Lexie had changed him. He’d distanced himself from Spencer, married Maura. He’d been done with “shitty girls” forever. He was still done, staring me down like I was one of them.
“That’s the last time you threaten to leave me, Bree. If you love me so little, trust me so little, then pack a bag. See how that goes for you.” He said it cool and furious, with all the weight of his family money and his name, and then he stood looking down at me, waiting to see what I would say.
I couldn’t speak. Tears welled in my eyes. My whole body was shaking, love and fear and sorrow all at war. He seemed to see all that. It seemed to soften him. He walked away toward the bathroom door, rubbing at his forehead.

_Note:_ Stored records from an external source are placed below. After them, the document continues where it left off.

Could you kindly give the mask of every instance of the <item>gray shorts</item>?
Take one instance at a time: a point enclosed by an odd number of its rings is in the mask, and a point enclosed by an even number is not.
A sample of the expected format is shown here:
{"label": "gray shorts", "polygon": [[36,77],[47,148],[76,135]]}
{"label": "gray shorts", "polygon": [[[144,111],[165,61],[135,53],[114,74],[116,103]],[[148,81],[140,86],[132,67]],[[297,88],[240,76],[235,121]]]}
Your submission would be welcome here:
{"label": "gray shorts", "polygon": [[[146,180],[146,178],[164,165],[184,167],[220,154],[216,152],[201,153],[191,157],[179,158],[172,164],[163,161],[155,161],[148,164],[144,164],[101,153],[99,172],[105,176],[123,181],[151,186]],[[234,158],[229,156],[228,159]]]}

“I need a shower. I need to wash this conversation off me. Then I’m going down to watch movies with the girls and hold my son. I’m sleeping in Robert’s room tonight, on the daybed, so you can get some rest. Take one of my Ambien. You’ve been sitting up all night every night since Sunday. You’re a wreck. That must be where this is coming from.” He paused, as if waiting for an answer. I didn’t have one for him. Not one he would hear right now. He swallowed and nodded, as if my silence were confirmation. “We’ll talk tomorrow, okay? Because if I let you keep on tonight, you’ll break us. I don’t want that. We have three kids. We love each other. I’m not going to let you break us. We will not put our girls through the ugliest divorce this city has ever seen. Think about it, Bree. You don’t want to publicly accuse their father of being a rapist. You know what that will do to them. You’ll tear us apart and make them hate you, and for what? An imaginary story you made up from a photo. You know me. And I know you. I honestly think you only need to get some sleep. Real sleep. It will all look different. We’ve had the most hellish week any parents could ever live through. Let’s not make things worse.”

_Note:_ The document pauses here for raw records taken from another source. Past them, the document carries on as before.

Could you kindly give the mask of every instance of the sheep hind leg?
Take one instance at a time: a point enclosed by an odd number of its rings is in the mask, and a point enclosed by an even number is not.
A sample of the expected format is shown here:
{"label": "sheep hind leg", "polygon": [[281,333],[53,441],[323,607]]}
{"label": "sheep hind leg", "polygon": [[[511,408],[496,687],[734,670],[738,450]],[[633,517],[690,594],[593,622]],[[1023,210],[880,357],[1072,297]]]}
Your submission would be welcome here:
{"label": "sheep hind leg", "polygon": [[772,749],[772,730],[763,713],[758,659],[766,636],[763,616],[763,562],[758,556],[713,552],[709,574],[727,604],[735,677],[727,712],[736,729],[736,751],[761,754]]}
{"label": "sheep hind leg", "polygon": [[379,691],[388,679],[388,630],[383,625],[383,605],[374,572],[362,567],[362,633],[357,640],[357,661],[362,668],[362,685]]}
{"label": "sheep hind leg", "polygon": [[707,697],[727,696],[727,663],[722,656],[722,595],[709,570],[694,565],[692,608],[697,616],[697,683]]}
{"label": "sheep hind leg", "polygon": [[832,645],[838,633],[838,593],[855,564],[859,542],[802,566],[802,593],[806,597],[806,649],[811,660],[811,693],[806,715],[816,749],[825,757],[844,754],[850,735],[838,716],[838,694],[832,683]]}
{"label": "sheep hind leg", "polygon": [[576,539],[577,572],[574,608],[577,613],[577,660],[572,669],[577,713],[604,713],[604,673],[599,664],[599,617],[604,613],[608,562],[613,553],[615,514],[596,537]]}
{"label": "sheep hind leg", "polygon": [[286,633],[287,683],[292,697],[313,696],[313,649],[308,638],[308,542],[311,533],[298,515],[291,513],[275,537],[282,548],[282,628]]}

He went into the bathroom, closing the door deliberately and gently behind him. I heard the lock turn, and then I heard the water running. I knelt down, weeping, and started picking up the pieces of the pictures. He was wrong to worry about the girls finding them. The photographs were shreds and specks. Some things were too broken and too torn to ever again be mended.
26
I didn’t take the Ambien. I’d never tried it before, and I was afraid. Not because of the black label warnings about sleepwalking and memory loss. I was afraid that if the flesh-and-blood Lexie Pine came for us, her will as implacable as her mother’s, her anger more direct and righteous, I would not wake up.
Trey would not make peace with her. Trey refused to be sorry, and I was irrationally fearful that she had somehow heard him say all those awful things, same as I had. In my mind her fury honed itself against his words and his willful denial, sharpening.
I lay all night in our king-size bed, alone. I’d never realized how wide it was, the white expanse of sheets going on seemingly forever. I stared out the window, the drapes pulled open and the backyard floodlights on, listening through the baby monitor to Trey and Robert breathing. I slept in snatches, my mind too busy and worried and unhappy to let me rest.
I did not think that Trey had lied to me. I believed he had told me the story the way he remembered it. He believed every word he’d said. That was the problem. Belief and memory couldn’t make Lexie Pine any less a victim of rape, couldn’t justify his refusals to give that damning picture more than a glance. His belief and his memories also didn’t make me into the girl he’d first seen and fallen for at the High. I’d known him seventeen years, and all that time didn’t make my early history any less like Lexie’s.
A little after four, Robert woke up for his bottle. I listened to my husband feeding his son. He talked so soft and sweet to him, saying, “Is that good, Bumper? Yeah, buddy, there ya go,” and then hummed in a soft rumble. After, the familiar thump of his hand on Robert’s back. “Let’s get that extra burp out.”